Distributed Tracing with Jaeger: Getting Started

Distributed Tracing with Jaeger: Getting Started

Disclaimer: This post was originally written for my company’s blog . I’ve translated it and added a personal touch for this space.

Running microservices in Kubernetes brings quite a few advantages: easy to scale, flexible, and efficient. But the more services you add, the trickier it gets to figure out what’s slowing down your system.

One of our clients at my company b’nerd ran into exactly this problem. Even with a nicely tuned cluster, some requests were lagging, and standard metrics and logs didn’t give enough clues to find the bottleneck.

That’s where distributed tracing came in. By setting up Jaeger, we could see the full path of requests across services, and pinpoint the bottleneck causing the latency.

In this post, I’ll walk you a bit through Jaeger - why it is so handy in Kubernetes, what it brings to the table, and how we can use it.

Why Jaeger?

Jaeger is an open-source tracing system originally developed by Uber, helping us to analyze and visualize requests that span multiple microservices.

Here are some of the benefits it brings to the table:

  • Kubernetes-friendly: Jaeger is made for containerized setups, so it slots nicely into a Kubernetes-native stack.
  • Clear traces: Unlike logs and metrics that only show pieces, Jaeger gives a structured, visual flow of requests.
  • High scalability: Big cluster? No problem. Jaeger can process tons of trace data without breaking a sweat.
  • OpenTelemetry support: Works smoothly with OpenTelemetry, so you’re set for the future and not locked into any vendor.

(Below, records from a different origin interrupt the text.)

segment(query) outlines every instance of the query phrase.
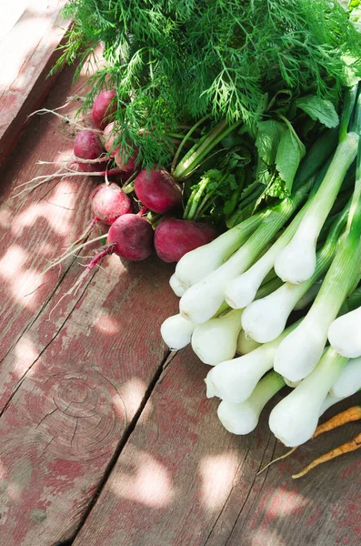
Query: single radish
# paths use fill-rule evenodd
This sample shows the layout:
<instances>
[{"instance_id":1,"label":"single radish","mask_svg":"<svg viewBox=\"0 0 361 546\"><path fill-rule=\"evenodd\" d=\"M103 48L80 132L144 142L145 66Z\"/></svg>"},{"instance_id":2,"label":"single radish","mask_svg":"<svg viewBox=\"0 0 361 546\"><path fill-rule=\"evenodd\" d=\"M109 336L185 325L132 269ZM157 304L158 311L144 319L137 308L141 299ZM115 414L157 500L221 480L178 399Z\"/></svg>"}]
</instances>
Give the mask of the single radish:
<instances>
[{"instance_id":1,"label":"single radish","mask_svg":"<svg viewBox=\"0 0 361 546\"><path fill-rule=\"evenodd\" d=\"M132 212L131 200L115 182L99 184L93 191L91 199L95 217L108 226L120 216Z\"/></svg>"},{"instance_id":2,"label":"single radish","mask_svg":"<svg viewBox=\"0 0 361 546\"><path fill-rule=\"evenodd\" d=\"M132 261L139 261L148 258L154 250L153 228L144 217L136 214L125 214L119 217L110 227L106 237L107 245L105 249L95 256L90 264L86 266L85 271L80 275L75 284L73 285L73 287L64 294L57 302L56 307L64 298L70 294L76 293L89 271L98 265L105 256L116 254L119 258ZM43 275L70 256L74 256L74 254L81 250L81 248L84 248L87 245L93 245L95 241L103 240L105 236L101 235L90 241L78 245L46 268L46 269L43 271ZM53 312L54 309L51 312Z\"/></svg>"},{"instance_id":3,"label":"single radish","mask_svg":"<svg viewBox=\"0 0 361 546\"><path fill-rule=\"evenodd\" d=\"M114 114L117 108L115 96L116 91L109 89L108 91L102 91L94 101L92 117L95 127L105 129L114 118Z\"/></svg>"},{"instance_id":4,"label":"single radish","mask_svg":"<svg viewBox=\"0 0 361 546\"><path fill-rule=\"evenodd\" d=\"M108 231L107 240L115 254L134 261L145 259L154 250L153 228L136 214L118 217Z\"/></svg>"},{"instance_id":5,"label":"single radish","mask_svg":"<svg viewBox=\"0 0 361 546\"><path fill-rule=\"evenodd\" d=\"M165 214L182 204L182 191L165 170L143 169L134 181L136 197L153 212Z\"/></svg>"},{"instance_id":6,"label":"single radish","mask_svg":"<svg viewBox=\"0 0 361 546\"><path fill-rule=\"evenodd\" d=\"M217 235L210 224L163 218L155 229L155 252L163 261L179 261L185 254L210 243Z\"/></svg>"},{"instance_id":7,"label":"single radish","mask_svg":"<svg viewBox=\"0 0 361 546\"><path fill-rule=\"evenodd\" d=\"M98 222L111 226L119 217L132 212L131 200L115 182L99 184L93 190L91 200L95 217L77 240L71 245L70 248L74 248L84 241Z\"/></svg>"},{"instance_id":8,"label":"single radish","mask_svg":"<svg viewBox=\"0 0 361 546\"><path fill-rule=\"evenodd\" d=\"M104 152L99 136L91 129L84 129L76 134L74 141L74 155L79 159L97 159ZM77 163L85 172L101 171L104 165L99 163Z\"/></svg>"}]
</instances>

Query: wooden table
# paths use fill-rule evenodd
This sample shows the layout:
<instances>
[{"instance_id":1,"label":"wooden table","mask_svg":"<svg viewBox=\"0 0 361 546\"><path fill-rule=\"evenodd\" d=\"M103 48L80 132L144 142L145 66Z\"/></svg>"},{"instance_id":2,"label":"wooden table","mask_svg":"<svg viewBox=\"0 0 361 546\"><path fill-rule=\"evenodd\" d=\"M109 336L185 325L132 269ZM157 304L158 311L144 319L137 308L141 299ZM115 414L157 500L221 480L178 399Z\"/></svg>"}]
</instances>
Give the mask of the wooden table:
<instances>
[{"instance_id":1,"label":"wooden table","mask_svg":"<svg viewBox=\"0 0 361 546\"><path fill-rule=\"evenodd\" d=\"M63 71L47 107L78 89L72 76ZM290 477L359 426L257 476L285 451L267 427L272 404L253 434L222 428L207 367L189 349L169 353L159 334L177 309L172 265L113 256L66 296L95 246L40 277L87 225L97 182L68 177L13 197L51 172L37 160L71 153L74 134L32 118L1 171L0 546L360 543L357 452Z\"/></svg>"}]
</instances>

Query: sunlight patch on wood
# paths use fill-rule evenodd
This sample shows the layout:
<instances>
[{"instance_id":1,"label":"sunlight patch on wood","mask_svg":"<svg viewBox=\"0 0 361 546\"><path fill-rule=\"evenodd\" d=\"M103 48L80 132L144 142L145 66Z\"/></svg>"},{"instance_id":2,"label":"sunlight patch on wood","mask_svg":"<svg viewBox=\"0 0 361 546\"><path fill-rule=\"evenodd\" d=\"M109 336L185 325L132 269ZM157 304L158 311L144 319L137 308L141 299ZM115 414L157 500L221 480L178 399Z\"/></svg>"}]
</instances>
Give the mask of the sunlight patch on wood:
<instances>
[{"instance_id":1,"label":"sunlight patch on wood","mask_svg":"<svg viewBox=\"0 0 361 546\"><path fill-rule=\"evenodd\" d=\"M125 460L125 464L128 474L112 484L115 495L150 508L162 509L170 503L175 490L170 472L164 464L140 450L137 453L132 450L132 460Z\"/></svg>"},{"instance_id":2,"label":"sunlight patch on wood","mask_svg":"<svg viewBox=\"0 0 361 546\"><path fill-rule=\"evenodd\" d=\"M14 371L17 377L21 378L39 356L39 350L36 349L29 333L25 333L20 338L14 348ZM29 375L34 373L34 369L29 370Z\"/></svg>"},{"instance_id":3,"label":"sunlight patch on wood","mask_svg":"<svg viewBox=\"0 0 361 546\"><path fill-rule=\"evenodd\" d=\"M225 504L237 471L239 458L235 453L207 455L199 462L200 498L210 511L218 511Z\"/></svg>"}]
</instances>

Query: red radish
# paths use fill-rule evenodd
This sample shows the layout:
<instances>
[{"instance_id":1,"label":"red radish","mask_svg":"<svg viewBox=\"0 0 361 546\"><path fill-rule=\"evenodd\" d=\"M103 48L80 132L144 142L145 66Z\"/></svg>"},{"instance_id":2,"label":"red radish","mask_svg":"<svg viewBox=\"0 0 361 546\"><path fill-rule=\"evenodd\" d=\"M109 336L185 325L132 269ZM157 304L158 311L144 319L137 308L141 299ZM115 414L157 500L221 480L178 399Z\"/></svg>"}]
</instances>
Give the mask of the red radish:
<instances>
[{"instance_id":1,"label":"red radish","mask_svg":"<svg viewBox=\"0 0 361 546\"><path fill-rule=\"evenodd\" d=\"M96 159L104 152L99 136L91 129L79 131L74 141L74 155L80 159ZM80 170L85 172L104 169L102 163L78 163Z\"/></svg>"},{"instance_id":2,"label":"red radish","mask_svg":"<svg viewBox=\"0 0 361 546\"><path fill-rule=\"evenodd\" d=\"M182 191L165 170L143 169L134 181L140 201L153 212L165 214L182 203Z\"/></svg>"},{"instance_id":3,"label":"red radish","mask_svg":"<svg viewBox=\"0 0 361 546\"><path fill-rule=\"evenodd\" d=\"M132 203L128 196L115 182L97 186L91 198L95 217L108 226L120 216L132 212Z\"/></svg>"},{"instance_id":4,"label":"red radish","mask_svg":"<svg viewBox=\"0 0 361 546\"><path fill-rule=\"evenodd\" d=\"M95 98L92 109L93 122L95 127L105 129L106 125L114 118L114 114L117 108L116 91L109 89L102 91Z\"/></svg>"},{"instance_id":5,"label":"red radish","mask_svg":"<svg viewBox=\"0 0 361 546\"><path fill-rule=\"evenodd\" d=\"M140 260L148 258L154 249L154 231L145 218L136 214L118 217L108 231L108 244L121 258Z\"/></svg>"},{"instance_id":6,"label":"red radish","mask_svg":"<svg viewBox=\"0 0 361 546\"><path fill-rule=\"evenodd\" d=\"M210 224L163 218L155 229L155 251L163 261L179 261L182 256L210 243L217 235Z\"/></svg>"},{"instance_id":7,"label":"red radish","mask_svg":"<svg viewBox=\"0 0 361 546\"><path fill-rule=\"evenodd\" d=\"M70 248L82 243L98 222L111 226L120 216L132 212L131 200L115 182L99 184L93 191L91 199L95 217L76 241L72 243Z\"/></svg>"},{"instance_id":8,"label":"red radish","mask_svg":"<svg viewBox=\"0 0 361 546\"><path fill-rule=\"evenodd\" d=\"M43 275L55 266L65 260L69 256L73 256L75 252L79 251L87 245L93 245L95 241L103 240L104 237L104 235L101 235L90 241L78 245L72 251L63 255L58 260L46 268L46 269L43 271ZM89 271L91 271L105 256L116 254L119 258L124 258L132 261L138 261L148 258L154 250L153 228L145 218L141 216L135 214L125 214L124 216L119 217L110 227L107 233L107 243L105 249L92 259L90 264L86 266L85 271L78 278L75 284L64 294L55 307L59 305L64 298L77 292ZM54 311L54 308L51 312Z\"/></svg>"}]
</instances>

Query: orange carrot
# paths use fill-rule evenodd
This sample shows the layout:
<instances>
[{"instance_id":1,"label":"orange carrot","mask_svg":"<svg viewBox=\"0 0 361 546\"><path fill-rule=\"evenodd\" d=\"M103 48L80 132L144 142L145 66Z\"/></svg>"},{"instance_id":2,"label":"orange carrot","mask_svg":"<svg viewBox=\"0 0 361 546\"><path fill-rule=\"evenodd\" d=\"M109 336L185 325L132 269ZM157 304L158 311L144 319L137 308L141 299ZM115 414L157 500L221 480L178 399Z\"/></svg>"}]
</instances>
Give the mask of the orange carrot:
<instances>
[{"instance_id":1,"label":"orange carrot","mask_svg":"<svg viewBox=\"0 0 361 546\"><path fill-rule=\"evenodd\" d=\"M361 406L353 406L352 408L349 408L348 410L345 410L345 411L341 411L340 413L337 413L337 415L335 415L334 417L329 419L325 423L322 423L322 425L319 425L316 428L316 430L315 430L315 433L311 440L313 440L314 438L316 438L317 436L319 436L320 434L323 434L324 432L327 432L328 430L333 430L334 429L336 429L337 427L341 427L342 425L345 425L346 423L349 423L351 421L356 421L356 420L361 420ZM302 470L302 472L300 472L299 474L296 474L295 476L292 476L292 477L293 478L301 478L301 476L304 476L305 474L306 474L315 466L317 466L318 464L321 464L322 462L326 462L326 460L330 460L331 459L334 459L335 457L338 457L338 455L341 455L343 452L346 453L349 444L351 445L352 442L354 442L355 440L357 441L357 438L358 438L358 436L356 436L356 439L351 440L351 442L347 442L347 443L340 446L339 448L336 448L336 450L333 450L332 451L329 451L328 453L322 455L318 459L316 459L307 467L306 467L305 470ZM345 451L342 451L342 450L345 447L346 448L346 450ZM359 447L360 446L358 445L356 448L348 449L348 450L353 451L354 450L357 450ZM261 474L271 464L274 464L275 462L277 462L278 460L281 460L282 459L286 459L286 457L288 457L289 455L294 453L294 451L296 451L296 449L297 449L296 447L292 448L292 450L290 450L284 455L281 455L281 457L278 457L277 459L274 459L273 460L271 460L271 462L266 464L263 469L261 469L259 470L257 475ZM334 453L336 453L336 454L334 454Z\"/></svg>"},{"instance_id":2,"label":"orange carrot","mask_svg":"<svg viewBox=\"0 0 361 546\"><path fill-rule=\"evenodd\" d=\"M344 453L349 453L350 451L356 451L356 450L358 450L359 448L361 448L361 432L360 432L360 434L357 434L357 436L356 436L349 441L342 444L342 446L339 446L338 448L335 448L335 450L331 450L331 451L328 451L328 453L325 453L325 455L321 455L321 457L318 457L317 459L313 460L303 470L301 470L301 472L299 472L298 474L294 474L292 476L292 478L294 478L294 480L296 480L297 478L301 478L302 476L305 476L305 474L307 474L310 470L312 470L312 469L318 466L319 464L327 462L327 460L332 460L332 459L336 459L336 457L339 457L340 455L343 455Z\"/></svg>"},{"instance_id":3,"label":"orange carrot","mask_svg":"<svg viewBox=\"0 0 361 546\"><path fill-rule=\"evenodd\" d=\"M341 413L337 413L330 420L326 421L326 423L322 423L319 425L315 434L312 438L316 438L319 434L323 434L324 432L327 432L328 430L333 430L337 427L341 427L346 423L349 423L351 421L359 420L361 419L361 406L353 406L345 411L341 411Z\"/></svg>"}]
</instances>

With Jaeger, we can finally answer questions like:

  • Why is this API endpoint slower than expected?
  • Which services are talking too much or inefficiently?
  • How can we add better observability to complement Prometheus or Loki?

Best Practices for Jaeger in Kubernetes

To get the most out of Jaeger, a few strategies and configurations can help:

Installation

The simplest way to deploy Jaeger is via the official Helm chart:

helm repo add jaegertracing https://jaegertracing.github.io/helm-charts
helm install jaeger jaegertracing/jaeger

You could also use the manifests or the operator if you prefer - whatever floats your boat.

Storage Strategy

Jaeger supports multiple storage backends. While in-memory storage is great for testing or small setups, you should definitely go with Elasticsearch or Cassandra for anything production-related. There’s even a gRPC plugin if you want a custom backend.

Sampling Strategy

Tracing every request can slow things down. Jaeger gives us options:

  • Probabilistic: Only trace a percentage of requests.
  • Adaptive: Adjusts dynamically based on system load.
  • Constant: Trace everything (or nothing) - handy for dev environments.

Security Considerations

As always, we shouldn’t forget about security. Use RBAC to control who can see the Jaeger UI or API. Network policies can also help prevent accidental exposure of traces.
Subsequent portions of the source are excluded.